More than anything else love is verb, a bona fide action word. It’s not a word that should be used solely to get someone in bed. It is not a word that should be used to manipulate people. It is not word that should be used with conditions attached. It’s not was word that should be used only when things are going well. First Kings, chapter 3 tells the story of how Solomon acquired his great wisdom. Also tucked away in this chapter is a very short story that depicts a beautifully accurate picture of love. Two women who lived in the same house gave birth to sons only a couple of days apart. One of the ladies’ babies died. As a result, she stole the other woman’s well son by replacing him with her deceased baby during the night. When the other mother woke up to feed the child, she realized the baby was not alive and the baby was not hers. Needless to say an argument ensued. The disputed women went before King Solomon looking for him to give a resolution. “A sword was brought, and Solomon ordered, ‘Cut the baby in half! That way each of you can have part of him.’ ‘Please don’t kill my son,’ the baby’s mother screamed. ‘Your majesty, I love him very much, but give him to her. Just don’t kill him.’ The other woman shouted, ‘Go ahead and cut him in half. Then neither of us will have the baby.’” (1 Kings 3:24-26 CEV). The narrative goes on to say that Solomon gave the baby to the first woman because her love was obvious. That’s the thing about genuine, sincere, real-deal, unconditional love. When the sword is brought, the love remains unmovable and you never have to question about it. The actual mother was willing to sacrifice being a mother rather than see her son die. The other lady only wanted to share her misery, no matter who it hurt. Who does that remind you of? Never forget that the enemy’s only mission is to kill, steal, and destroy by any means necessary. The enemy makes things like pre-marital sex seem harmless and mature. But then a young woman is left broken hearted and humiliated because the man she loved only loved the relations, not the relationship.
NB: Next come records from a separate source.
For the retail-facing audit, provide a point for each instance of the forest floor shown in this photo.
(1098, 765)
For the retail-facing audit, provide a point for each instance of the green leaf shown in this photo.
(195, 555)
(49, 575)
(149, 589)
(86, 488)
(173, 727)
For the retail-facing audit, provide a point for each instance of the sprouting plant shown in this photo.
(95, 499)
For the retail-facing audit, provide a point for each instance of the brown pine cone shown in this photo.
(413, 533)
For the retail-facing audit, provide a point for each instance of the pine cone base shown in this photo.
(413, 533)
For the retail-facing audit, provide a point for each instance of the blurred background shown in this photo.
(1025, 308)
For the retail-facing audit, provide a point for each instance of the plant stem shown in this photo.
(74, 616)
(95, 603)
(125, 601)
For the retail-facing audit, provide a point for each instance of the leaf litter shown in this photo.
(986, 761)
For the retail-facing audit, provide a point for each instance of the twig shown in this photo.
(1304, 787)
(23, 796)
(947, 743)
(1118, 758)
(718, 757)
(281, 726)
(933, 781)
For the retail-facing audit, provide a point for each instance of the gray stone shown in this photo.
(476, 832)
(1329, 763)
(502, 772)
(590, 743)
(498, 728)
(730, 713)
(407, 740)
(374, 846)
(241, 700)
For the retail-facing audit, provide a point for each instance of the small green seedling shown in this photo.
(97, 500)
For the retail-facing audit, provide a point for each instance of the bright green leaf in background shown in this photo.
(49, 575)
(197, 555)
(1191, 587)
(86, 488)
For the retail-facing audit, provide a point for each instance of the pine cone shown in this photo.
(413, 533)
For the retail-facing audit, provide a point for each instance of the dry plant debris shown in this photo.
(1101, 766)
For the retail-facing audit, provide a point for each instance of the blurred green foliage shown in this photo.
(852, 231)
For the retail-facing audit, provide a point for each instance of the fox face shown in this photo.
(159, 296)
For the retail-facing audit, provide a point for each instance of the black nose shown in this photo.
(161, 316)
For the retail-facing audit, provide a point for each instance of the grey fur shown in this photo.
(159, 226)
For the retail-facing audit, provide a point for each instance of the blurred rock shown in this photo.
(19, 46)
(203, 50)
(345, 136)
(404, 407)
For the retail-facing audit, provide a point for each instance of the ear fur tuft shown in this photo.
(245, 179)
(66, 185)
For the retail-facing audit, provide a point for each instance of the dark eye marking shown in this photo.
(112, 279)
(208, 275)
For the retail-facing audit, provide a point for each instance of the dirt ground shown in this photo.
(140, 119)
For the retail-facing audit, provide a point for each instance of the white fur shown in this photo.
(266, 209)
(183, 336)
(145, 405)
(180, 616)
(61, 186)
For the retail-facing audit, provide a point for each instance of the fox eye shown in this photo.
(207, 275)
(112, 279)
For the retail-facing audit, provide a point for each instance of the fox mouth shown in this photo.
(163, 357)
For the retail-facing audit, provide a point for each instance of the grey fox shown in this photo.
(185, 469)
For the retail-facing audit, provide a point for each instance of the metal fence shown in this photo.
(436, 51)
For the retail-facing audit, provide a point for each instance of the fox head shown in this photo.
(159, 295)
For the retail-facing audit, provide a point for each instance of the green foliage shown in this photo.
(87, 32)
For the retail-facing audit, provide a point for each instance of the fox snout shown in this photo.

Satan has convinced the world that love only needs to be said and not lived. Broken promises, missed commitments, lost opportunities, thoughtless gifts, and tearful memories do not constitute love. Loved ones recognize and honor sacrifice. They notice when someone is “all-in” for the relationship. In other words, don’t just talk about it, be about it. First Corinthians 13 details the characteristics of love. It’s a magnificent passage. Yet, even beyond that we have the ultimate example in God the Father. He sent His only Son to die for the sins we committed, so that the gap between God and His beloved people could be mended. Jesus the Son fulfilled His purpose on Calvary until it was completely finished. Even though He had the ability and the right to not even go through with the crucifixion in the first place. Christ Jesus loves us so much as joint heirs that He is still interceding for us even at this very moment. The commitment of the Holy Trinity never wavers. Their love is consistently visible and never ends. So let’s stop playing these games with love. If you mean it, show it. If you don’t mean it, certainly don’t lie about it. Lying about love causes more emotional grief and spiritual death then you can ever imagine. If you don’t understand what love really is, seek the Master and allow Him to enlighten you, because when it’s all said and done, only love will remain.